Manual vacuum aspiration versus routine abortion procedure in hospital settings – does it improve the service?

Manual vacuum aspiration versus routine abortion procedure

in hospital settings – does it improve the service? 

K. Stankova, D.

Tanturovski, I. Alulovski, A. Stankov, G. Tofoski, J. Tofoski 

Department of

Obstetrics and Gynaecology, University Hospital Skopje, Macedonia 

Introduction:

Manual vacuum aspiration (MVA) is a method of evacuation of products of

conception from the uterine cavity which has been used in a number of countries

since more than thirty years ago. Since year 2000 it has been officially

included in the WHO recommendations. It has been introduced at our hospital

since November 2002 as a part of a joint project with the National Abortion

Federation (NAF) of the USA and the Open Society Institute (OSI) in Macedonia. 

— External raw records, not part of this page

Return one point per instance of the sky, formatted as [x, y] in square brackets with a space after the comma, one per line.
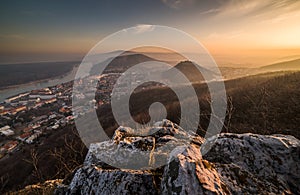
[235, 32]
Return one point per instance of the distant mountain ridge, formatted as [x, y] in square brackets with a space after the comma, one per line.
[286, 65]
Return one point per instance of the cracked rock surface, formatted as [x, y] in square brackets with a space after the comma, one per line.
[236, 164]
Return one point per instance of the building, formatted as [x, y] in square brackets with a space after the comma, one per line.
[9, 146]
[4, 128]
[7, 132]
[43, 94]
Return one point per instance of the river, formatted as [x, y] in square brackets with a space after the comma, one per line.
[5, 93]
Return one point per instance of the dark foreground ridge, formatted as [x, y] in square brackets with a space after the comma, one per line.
[236, 164]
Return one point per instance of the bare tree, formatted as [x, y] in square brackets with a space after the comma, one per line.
[34, 161]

Objective: To find out if the use of MVA is an improvement versus the routine

abortion method used at our hospital. 

Material and Methods: The study included

108 patients who underwent MVA as an analysed group (AG) and 104 patients where

the routine procedure was used, as a control group (CG). MVA was done with local

paracervical block, using the standard MVA technique and instruments. The

routine abortion technique consisted of dilation, electrical vacuum aspiration

and sharp curettage, performed in short intravenous anesthesia. Both groups (AG

and CG) were divided into two subgroups, out of which we had 40 patients where

MVA was performed because of a diagnosis of a missed abortion, with a CG of 36

patients, and another subgroup of 68 artificial abortions performed with MVA,

with a CG of 68 standard interventions. The choice of the type of intervention

was done by the patient herself. We compared the effectiveness of the method (duration,

bleeding, discomfort, post intervention complications) and the costs of the

procedure for the hospital and the patient (hospital stay, anesthesia,

laboratory tests, staff). 

Results: There is no significant difference in the

effectiveness and safety of both methods. On the contrary, MVA significantly

reduces the costs for the institution and the patient, in all of the analysed

parameters. 

Conclusions: According to the need of offering an effective service

to the patient which would also consider the cost/benefit principle, introducing

MVA in hospitals might be a reasonable step. Lowering of the intervention costs

gives the opportunity of redistribution of funds and improving hospital abortion

services. Of course, we need further evaluation, including qualitative studies

about the patients’ satisfaction by the method.